Tuesday, June 7, 2011

Women Against Chick Lit: Diane Meier and The Season of Second Chances


“Chick Lit,” writes Diane Meier in a Huffington Post article, “has been used to denigrate a large swath of novels about contemporary life that happen to be written by women.”  As you might guess from the article’s title, “Chick Lit?  Women’s Literature?  Why Not Just...Literature?”, Meier is frustrated—and more than frustrated, she raises the valid question of what it means for our society if books about contemporary domestic life must contain violence or other trauma in order to be taken seriously.

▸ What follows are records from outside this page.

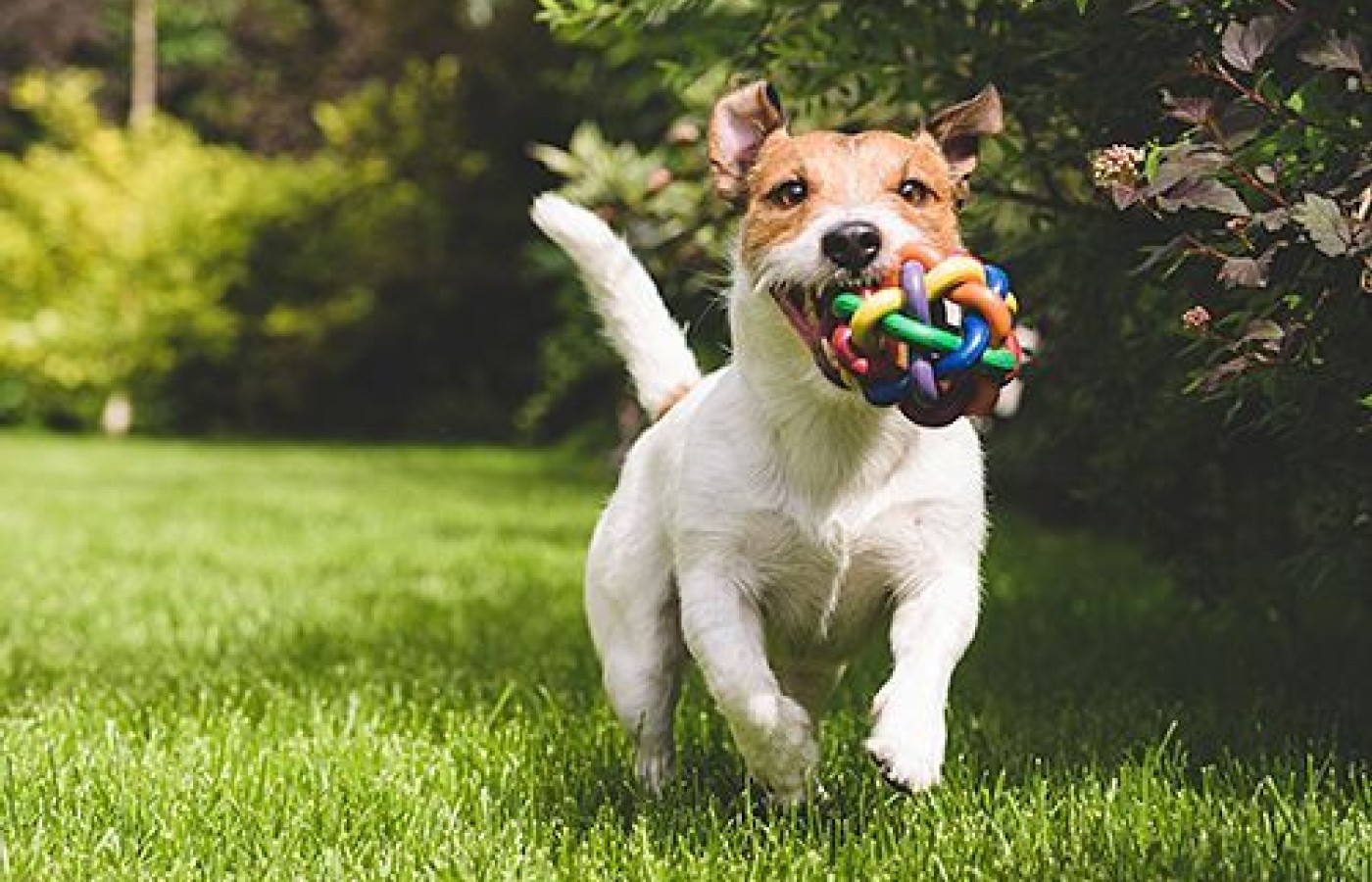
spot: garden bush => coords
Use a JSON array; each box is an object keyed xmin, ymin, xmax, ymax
[{"xmin": 529, "ymin": 0, "xmax": 1372, "ymax": 612}]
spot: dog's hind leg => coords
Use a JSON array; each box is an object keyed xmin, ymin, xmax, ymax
[
  {"xmin": 776, "ymin": 662, "xmax": 844, "ymax": 727},
  {"xmin": 586, "ymin": 492, "xmax": 686, "ymax": 793}
]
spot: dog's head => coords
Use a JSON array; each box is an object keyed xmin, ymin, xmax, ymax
[{"xmin": 710, "ymin": 82, "xmax": 1002, "ymax": 376}]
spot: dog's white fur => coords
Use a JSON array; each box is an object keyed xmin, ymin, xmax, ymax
[{"xmin": 532, "ymin": 160, "xmax": 985, "ymax": 801}]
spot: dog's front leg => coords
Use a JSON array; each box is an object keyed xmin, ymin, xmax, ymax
[
  {"xmin": 867, "ymin": 567, "xmax": 978, "ymax": 793},
  {"xmin": 680, "ymin": 561, "xmax": 819, "ymax": 803}
]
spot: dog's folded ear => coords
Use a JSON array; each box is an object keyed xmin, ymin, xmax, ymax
[
  {"xmin": 927, "ymin": 85, "xmax": 1004, "ymax": 182},
  {"xmin": 710, "ymin": 81, "xmax": 786, "ymax": 202}
]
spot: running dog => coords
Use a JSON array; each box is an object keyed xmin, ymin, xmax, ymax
[{"xmin": 531, "ymin": 82, "xmax": 1002, "ymax": 803}]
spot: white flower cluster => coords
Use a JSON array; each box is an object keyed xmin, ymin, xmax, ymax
[{"xmin": 1091, "ymin": 144, "xmax": 1143, "ymax": 186}]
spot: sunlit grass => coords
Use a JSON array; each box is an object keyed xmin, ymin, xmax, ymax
[{"xmin": 0, "ymin": 436, "xmax": 1372, "ymax": 879}]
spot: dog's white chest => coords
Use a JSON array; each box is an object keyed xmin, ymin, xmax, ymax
[{"xmin": 741, "ymin": 513, "xmax": 882, "ymax": 655}]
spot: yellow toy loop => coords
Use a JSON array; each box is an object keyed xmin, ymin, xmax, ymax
[
  {"xmin": 925, "ymin": 254, "xmax": 987, "ymax": 301},
  {"xmin": 851, "ymin": 288, "xmax": 906, "ymax": 354}
]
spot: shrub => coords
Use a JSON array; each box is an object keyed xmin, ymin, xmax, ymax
[{"xmin": 529, "ymin": 0, "xmax": 1372, "ymax": 607}]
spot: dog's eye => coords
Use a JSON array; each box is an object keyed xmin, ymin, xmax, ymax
[
  {"xmin": 896, "ymin": 177, "xmax": 933, "ymax": 206},
  {"xmin": 767, "ymin": 178, "xmax": 809, "ymax": 209}
]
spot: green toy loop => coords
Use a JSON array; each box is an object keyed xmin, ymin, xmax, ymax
[{"xmin": 830, "ymin": 291, "xmax": 1015, "ymax": 373}]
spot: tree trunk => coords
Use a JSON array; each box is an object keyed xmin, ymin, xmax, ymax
[{"xmin": 129, "ymin": 0, "xmax": 158, "ymax": 127}]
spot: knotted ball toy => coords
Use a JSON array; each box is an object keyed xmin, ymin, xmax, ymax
[{"xmin": 827, "ymin": 244, "xmax": 1023, "ymax": 426}]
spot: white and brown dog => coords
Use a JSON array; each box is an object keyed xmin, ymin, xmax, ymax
[{"xmin": 532, "ymin": 82, "xmax": 1002, "ymax": 801}]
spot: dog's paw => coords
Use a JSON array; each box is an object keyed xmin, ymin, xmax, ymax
[
  {"xmin": 634, "ymin": 745, "xmax": 676, "ymax": 797},
  {"xmin": 864, "ymin": 708, "xmax": 948, "ymax": 793},
  {"xmin": 733, "ymin": 696, "xmax": 819, "ymax": 806}
]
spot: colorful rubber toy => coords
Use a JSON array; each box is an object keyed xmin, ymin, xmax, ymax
[{"xmin": 829, "ymin": 246, "xmax": 1023, "ymax": 426}]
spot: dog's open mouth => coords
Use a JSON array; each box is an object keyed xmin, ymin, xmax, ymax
[{"xmin": 772, "ymin": 278, "xmax": 877, "ymax": 388}]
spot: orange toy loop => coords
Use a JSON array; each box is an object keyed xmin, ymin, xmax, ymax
[{"xmin": 948, "ymin": 281, "xmax": 1014, "ymax": 346}]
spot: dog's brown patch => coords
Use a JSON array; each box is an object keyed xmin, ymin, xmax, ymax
[{"xmin": 742, "ymin": 129, "xmax": 957, "ymax": 262}]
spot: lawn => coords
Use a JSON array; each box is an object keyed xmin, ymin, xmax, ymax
[{"xmin": 0, "ymin": 435, "xmax": 1372, "ymax": 879}]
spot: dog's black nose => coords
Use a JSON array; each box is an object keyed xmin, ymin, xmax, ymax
[{"xmin": 819, "ymin": 222, "xmax": 881, "ymax": 271}]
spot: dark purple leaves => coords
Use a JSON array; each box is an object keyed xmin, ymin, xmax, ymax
[
  {"xmin": 1149, "ymin": 144, "xmax": 1229, "ymax": 195},
  {"xmin": 1299, "ymin": 34, "xmax": 1366, "ymax": 74},
  {"xmin": 1158, "ymin": 178, "xmax": 1251, "ymax": 217},
  {"xmin": 1293, "ymin": 193, "xmax": 1352, "ymax": 258},
  {"xmin": 1162, "ymin": 89, "xmax": 1214, "ymax": 126},
  {"xmin": 1217, "ymin": 248, "xmax": 1275, "ymax": 288},
  {"xmin": 1221, "ymin": 15, "xmax": 1282, "ymax": 73}
]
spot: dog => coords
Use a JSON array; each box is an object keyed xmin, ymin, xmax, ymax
[{"xmin": 531, "ymin": 82, "xmax": 1002, "ymax": 804}]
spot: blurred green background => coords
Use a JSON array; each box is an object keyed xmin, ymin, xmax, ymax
[{"xmin": 0, "ymin": 0, "xmax": 1372, "ymax": 614}]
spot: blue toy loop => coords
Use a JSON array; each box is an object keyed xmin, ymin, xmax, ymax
[{"xmin": 820, "ymin": 244, "xmax": 1019, "ymax": 428}]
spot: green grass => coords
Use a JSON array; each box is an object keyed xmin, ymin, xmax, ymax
[{"xmin": 0, "ymin": 436, "xmax": 1372, "ymax": 879}]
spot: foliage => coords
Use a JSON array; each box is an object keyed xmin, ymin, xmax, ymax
[
  {"xmin": 0, "ymin": 433, "xmax": 1372, "ymax": 882},
  {"xmin": 543, "ymin": 0, "xmax": 1372, "ymax": 607},
  {"xmin": 1097, "ymin": 4, "xmax": 1372, "ymax": 598},
  {"xmin": 0, "ymin": 74, "xmax": 322, "ymax": 422},
  {"xmin": 0, "ymin": 0, "xmax": 587, "ymax": 438}
]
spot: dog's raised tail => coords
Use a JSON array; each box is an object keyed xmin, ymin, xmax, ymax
[{"xmin": 529, "ymin": 193, "xmax": 700, "ymax": 419}]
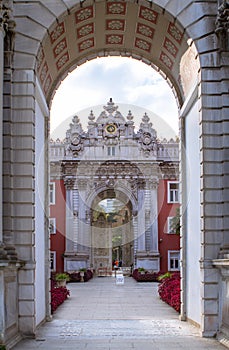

You know Chick Lit when you see it.  The cover is pastel or pink and more often than not contains a martini glass and/or cartoon sketch of a chic woman.  The problem arises when books not intended as “beach reading” end up being marketed in this way.  In other words, you think you’re seeing Chick Lit when you pick up the book, but those who honestly wanted the beach reading will be disappointed, and those who are after substance won’t want to be seen with it.  Such is the scenario Meier describes—and rightly so, as far as I know.

Meier’s first novel, The Season of Second Chances, was published last summer and she was dismayed when reviewers began using “Chick Lit” in relation to the book.  Because the subject of “Chick Lit” as a label necessarily interests me (what young female novelist whose yet-to-be-published books are decidedly domestic wouldn’t be leery?), I read The Season of Second Chances almost as soon as I finished reading Meier’s article.

The first sentence took a strong lead: “It takes a keen eye to tell a false start from a dead end.”  From there, the story of Joy, a first-person narrator, unfolds from the time she leaves her job at Columbia through the start of her new position and new life in Amherst, where she purchases a dilapidated Victorian house.  Although Joy is in her forties, the book is clearly a bildungsroman, a delayed coming of age as she learns, with the help of her handyman boyfriend and her busybody colleague, how to make connections outside her solipsistic shell.

On the whole, I enjoyed the book and found that it contained a few nuggets of interesting thought.  But as with most books, it also contained some choices that didn’t align with my aesthetics.  For one, I tend to write—and prefer—third-person narratives, and at times in Meier’s book I felt the first-person held the story back insofar as the account was too much told and too little felt.  The narrator is, at one point, set to marry a man she has dated for three months when she finds out he has been sleeping with a student of his.  The whole courtship and letdown is rife with emotional potential that gets undercut by the narration.  Granted, the point of the book is that the narrator must learn how to feel, but even the house she purchases, which she clearly feels something about, is relayed through straight up description and detailed accounting. 

One of Meier’s most well-drawn situations was also one with the most missed potential: the handyman boyfriend is in the clutches of his overbearing, controlling mother, despite that he is 35 years old.  The handyman character and the mother are both well-drawn, and Meier achieves an all-too-real scenario of a family member manipulating another through feelings of loyalty and guilt.  But where I was ready to see this conflict go down, especially since its outcome would directly affect the narrator, Meier brings us to the edge but deftly leads us away again.  No explosion between mother and son; no attempt to deal with the fallout.

But, in my reading, these places of missed potential were small points in the larger question of whether Meier is rightfully indignant about applying the Chick Lit label.  Although it may not be the next immortal literary classic, the book certainly does not deserve to be called Chick Lit, and Meier’s frustrations in her article prove valid.  After all, even if she ultimately moves away from the mother/son conflict, she is dealing with a time-honored theme in the vein of D.H. Lawrence’s Sons and Lovers, or even farther back, Oedipus.  Also, those nuggets of interesting thought make it clear that there is intelligence behind the book and that reading it with an open and alert mind will make the reader expand his—yes, let’s go with ‘his’—thinking about how to balance career and life, community and individualism, the intellect and the body.